00:10Nestled in the heart of Canterbury High Street sits a building with hundreds of years of history.
00:15Through this low gothic door lies former accommodation for poor pilgrims desperate
00:19to visit the shrine of Archbishop St Thomas Becket who was murdered in the cathedral in 1170.
00:24But now these ancient sleeping quarters have had to close for visitors.
00:28I received access to the oldest part of the hospital, the former dormitory, to talk about why.
00:33The building is rotating into the river, not to put it too finely.
00:40The reality is that this building has always been falling in the river and
00:44it's just a question of whether that fall is accelerating or not.
00:49We are working with Canterbury Archaeological Trust and with structural engineers to try
00:54and make sure that this is a building that will be here for future generations
01:01and not, you know, sadly something that falls into the river.

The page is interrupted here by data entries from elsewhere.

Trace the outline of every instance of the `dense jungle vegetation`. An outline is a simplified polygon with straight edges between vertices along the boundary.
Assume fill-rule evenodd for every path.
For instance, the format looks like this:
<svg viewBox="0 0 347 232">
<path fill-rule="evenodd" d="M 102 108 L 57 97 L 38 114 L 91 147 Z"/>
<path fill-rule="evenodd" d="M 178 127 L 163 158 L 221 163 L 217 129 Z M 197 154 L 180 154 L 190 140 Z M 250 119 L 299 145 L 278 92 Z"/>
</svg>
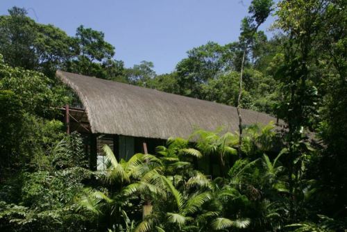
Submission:
<svg viewBox="0 0 347 232">
<path fill-rule="evenodd" d="M 0 16 L 0 231 L 346 231 L 346 5 L 253 0 L 238 41 L 193 48 L 160 75 L 149 61 L 125 67 L 102 32 L 69 36 L 10 9 Z M 269 14 L 269 39 L 258 27 Z M 74 101 L 57 69 L 239 105 L 287 129 L 243 126 L 241 142 L 192 131 L 128 161 L 105 147 L 108 169 L 92 172 L 81 135 L 57 119 Z M 195 165 L 211 156 L 218 174 Z"/>
</svg>

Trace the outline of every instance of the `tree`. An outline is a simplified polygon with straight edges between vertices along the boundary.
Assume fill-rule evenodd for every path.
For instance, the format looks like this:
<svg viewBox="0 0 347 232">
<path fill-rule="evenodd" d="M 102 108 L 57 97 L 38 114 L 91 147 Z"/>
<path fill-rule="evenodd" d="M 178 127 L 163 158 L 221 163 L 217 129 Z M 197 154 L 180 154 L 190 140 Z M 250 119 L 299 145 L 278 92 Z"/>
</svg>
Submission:
<svg viewBox="0 0 347 232">
<path fill-rule="evenodd" d="M 12 67 L 52 76 L 74 54 L 73 39 L 53 25 L 40 24 L 13 7 L 0 17 L 0 53 Z"/>
<path fill-rule="evenodd" d="M 152 62 L 142 60 L 139 65 L 135 65 L 133 68 L 127 69 L 125 71 L 125 76 L 130 84 L 151 87 L 151 83 L 155 76 L 153 67 Z"/>
<path fill-rule="evenodd" d="M 76 59 L 67 63 L 67 69 L 99 78 L 112 78 L 107 76 L 103 68 L 115 68 L 119 65 L 117 62 L 112 60 L 115 56 L 115 47 L 105 42 L 104 38 L 105 35 L 101 31 L 85 28 L 83 25 L 78 26 L 74 38 L 78 47 L 77 56 Z"/>
<path fill-rule="evenodd" d="M 241 156 L 242 144 L 242 117 L 241 115 L 241 97 L 242 94 L 242 78 L 246 57 L 248 55 L 248 46 L 252 43 L 253 37 L 259 26 L 266 19 L 271 12 L 271 0 L 253 0 L 248 8 L 251 17 L 244 18 L 241 26 L 240 43 L 243 47 L 241 62 L 240 77 L 239 81 L 239 96 L 237 97 L 237 115 L 239 116 L 239 156 Z"/>
</svg>

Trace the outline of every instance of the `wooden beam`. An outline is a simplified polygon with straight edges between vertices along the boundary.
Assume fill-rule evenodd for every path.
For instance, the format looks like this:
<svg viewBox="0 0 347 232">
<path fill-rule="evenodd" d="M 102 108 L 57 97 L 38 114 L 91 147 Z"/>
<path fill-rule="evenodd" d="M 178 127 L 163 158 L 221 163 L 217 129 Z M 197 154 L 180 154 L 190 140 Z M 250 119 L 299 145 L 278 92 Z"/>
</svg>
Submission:
<svg viewBox="0 0 347 232">
<path fill-rule="evenodd" d="M 69 104 L 65 106 L 65 125 L 66 125 L 66 133 L 67 134 L 70 133 L 70 114 L 69 113 Z"/>
<path fill-rule="evenodd" d="M 146 143 L 146 142 L 144 141 L 144 142 L 142 143 L 142 145 L 144 147 L 144 154 L 148 154 L 149 151 L 147 150 L 147 144 Z"/>
<path fill-rule="evenodd" d="M 113 135 L 113 154 L 119 161 L 119 136 L 117 135 Z"/>
<path fill-rule="evenodd" d="M 92 171 L 96 171 L 97 167 L 97 137 L 96 134 L 90 134 L 90 168 Z"/>
</svg>

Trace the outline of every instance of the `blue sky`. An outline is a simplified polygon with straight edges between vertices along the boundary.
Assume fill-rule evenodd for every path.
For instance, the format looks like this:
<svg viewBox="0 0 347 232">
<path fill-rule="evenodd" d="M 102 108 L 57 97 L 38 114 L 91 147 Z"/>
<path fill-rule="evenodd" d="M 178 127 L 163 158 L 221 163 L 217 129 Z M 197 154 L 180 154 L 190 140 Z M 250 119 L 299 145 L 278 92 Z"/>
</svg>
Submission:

01:05I'm stood just outside the Eastbridge Hospital alongside the River Stour.
01:09You can see just behind me there, if you look towards the bay window and down,
01:12you can see that brickwork that's experiencing damage over the 800 years this place has been open.
01:17The charity says that renovations to make the building safe for visitors again
01:21could cost up to a quarter of a million pounds.
01:24We used to get probably in a season in this building, we used to get over just over 10,000 people,
01:30which obviously now we've been closed for over a year. So it's had a massive impact on the finances of
01:36the charity, which is why we're now finding we can't afford to pay for the renovations and all
01:42the work that needs doing down here in the Undercroft. That unknown little gem in the high street that
01:48people have heard of but maybe not been to for a long time. But I think historically there is so much
01:55here that it would be heartbreaking if this building were to close permanently and the charity finished.
02:01It just wouldn't be, it's not conceivable. Historic England has agreed to place a charity on their
02:07at-risk register, helping it towards securing grant funding for the future. But yet still,
02:12the charity say they need public support to help prevent the history here being washed away.
02:18Chloe Brewster for KMTV in Canterbury.